Il a exposé ses théories poétiques dans un petit manuel de poésie qu'on lit avec agrément, mais qui ne témoigne pas de beaucoup de savoir ni de réflexion. C'est de la métaphysique de rossignol. Au demeurant, la théorie du vers français est obscure et difficile et ce n'est peut-être pas affaire aux poètes à la constituer.

Il ne serait pas permis, même dans ces notes nécrologiques, d'oublier que M. de Banville a donné au théâtre des pièces qui ont été applaudies. Gringoire est resté au répertoire de la Comédie-Française.

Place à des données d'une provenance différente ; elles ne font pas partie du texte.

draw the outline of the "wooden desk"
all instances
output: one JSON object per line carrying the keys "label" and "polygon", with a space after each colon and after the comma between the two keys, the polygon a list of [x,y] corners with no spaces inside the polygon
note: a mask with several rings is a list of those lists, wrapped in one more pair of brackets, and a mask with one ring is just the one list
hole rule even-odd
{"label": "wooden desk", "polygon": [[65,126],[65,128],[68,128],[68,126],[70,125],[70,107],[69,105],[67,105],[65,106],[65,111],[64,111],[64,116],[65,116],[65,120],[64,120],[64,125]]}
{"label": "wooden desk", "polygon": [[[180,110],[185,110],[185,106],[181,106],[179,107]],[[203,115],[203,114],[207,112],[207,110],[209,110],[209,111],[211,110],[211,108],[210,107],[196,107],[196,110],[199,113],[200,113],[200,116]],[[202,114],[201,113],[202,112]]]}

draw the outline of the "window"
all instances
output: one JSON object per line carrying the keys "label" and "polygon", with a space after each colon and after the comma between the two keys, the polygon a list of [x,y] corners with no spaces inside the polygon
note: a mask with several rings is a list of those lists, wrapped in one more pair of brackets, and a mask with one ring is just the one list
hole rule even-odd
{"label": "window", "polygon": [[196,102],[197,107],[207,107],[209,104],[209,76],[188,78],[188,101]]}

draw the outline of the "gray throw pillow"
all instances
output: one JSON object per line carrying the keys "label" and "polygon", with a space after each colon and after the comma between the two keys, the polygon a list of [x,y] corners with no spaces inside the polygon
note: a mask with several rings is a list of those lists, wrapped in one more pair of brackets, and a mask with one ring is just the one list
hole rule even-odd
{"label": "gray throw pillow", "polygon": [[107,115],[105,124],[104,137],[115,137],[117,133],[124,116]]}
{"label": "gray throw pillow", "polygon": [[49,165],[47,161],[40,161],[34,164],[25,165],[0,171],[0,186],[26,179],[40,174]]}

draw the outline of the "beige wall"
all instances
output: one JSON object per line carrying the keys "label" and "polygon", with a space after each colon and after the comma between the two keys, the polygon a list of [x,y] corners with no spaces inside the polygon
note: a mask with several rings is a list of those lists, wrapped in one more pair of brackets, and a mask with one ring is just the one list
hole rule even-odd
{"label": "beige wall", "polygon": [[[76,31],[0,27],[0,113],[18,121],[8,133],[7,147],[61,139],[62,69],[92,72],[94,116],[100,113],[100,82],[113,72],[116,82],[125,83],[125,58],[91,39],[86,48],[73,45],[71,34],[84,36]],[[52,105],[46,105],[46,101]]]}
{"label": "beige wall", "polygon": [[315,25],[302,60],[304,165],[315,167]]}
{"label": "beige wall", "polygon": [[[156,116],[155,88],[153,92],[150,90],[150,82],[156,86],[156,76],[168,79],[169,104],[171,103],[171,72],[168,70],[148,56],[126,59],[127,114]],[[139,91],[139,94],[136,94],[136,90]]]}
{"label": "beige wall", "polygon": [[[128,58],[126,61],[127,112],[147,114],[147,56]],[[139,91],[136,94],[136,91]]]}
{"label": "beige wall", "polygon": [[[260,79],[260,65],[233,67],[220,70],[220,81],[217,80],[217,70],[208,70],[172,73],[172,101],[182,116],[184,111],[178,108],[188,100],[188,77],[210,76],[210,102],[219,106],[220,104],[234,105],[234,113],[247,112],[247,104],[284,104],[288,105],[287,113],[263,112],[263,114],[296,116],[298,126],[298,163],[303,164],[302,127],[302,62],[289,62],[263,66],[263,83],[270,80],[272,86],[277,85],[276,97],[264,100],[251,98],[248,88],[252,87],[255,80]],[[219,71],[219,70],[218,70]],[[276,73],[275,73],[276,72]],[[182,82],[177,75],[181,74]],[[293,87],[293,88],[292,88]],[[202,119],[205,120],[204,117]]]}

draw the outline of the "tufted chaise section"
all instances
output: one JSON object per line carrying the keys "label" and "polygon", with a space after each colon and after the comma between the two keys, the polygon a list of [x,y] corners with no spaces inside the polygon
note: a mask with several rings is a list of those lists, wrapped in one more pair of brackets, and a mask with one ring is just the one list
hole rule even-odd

Il importe de dire aussi que M. de Banville a écrit des contes en prose et même tout récemment un petit roman Marcelle Rabe. Je trouve à propos dans un élégant recueil de critique, qui vient de paraître, Profils et Portraits, quelques remarques fort justes sur ces Contes héroïques et féeriques, de Théodore de Banville. «Dans ces contes, dit M. Marcel Fouquier, il arrive que la pensée soit trop bien mise, avec une élégance un peu tapageuse. Le clinquant des broderies ou la richesse de l'étoffe, fait qu'on ne distingue plus la trame fine et forte du récit. Mais cette trame existe quand même, et la psychologie de ces contes, quand ils ne sont pas seulement de modernes contes de fées, est parfois d'un dramatique curieux ou d'un intérêt nuancé.» J'ajouterai que cette psychologie en est parfois étrangement déraisonnable. Mais ce n'est point un reproche à la mémoire de Théodore de Banville qui fut une si belle créature de Dieu, qu'il n'avait pas besoin d'avoir raison pour être aimable. Il est mort jeune à soixante-huit ans: c'était un poète. Que sa tombe soit blanche et riante, qu'on y sculpte une lyre et qu'on y plante un jeune laurier!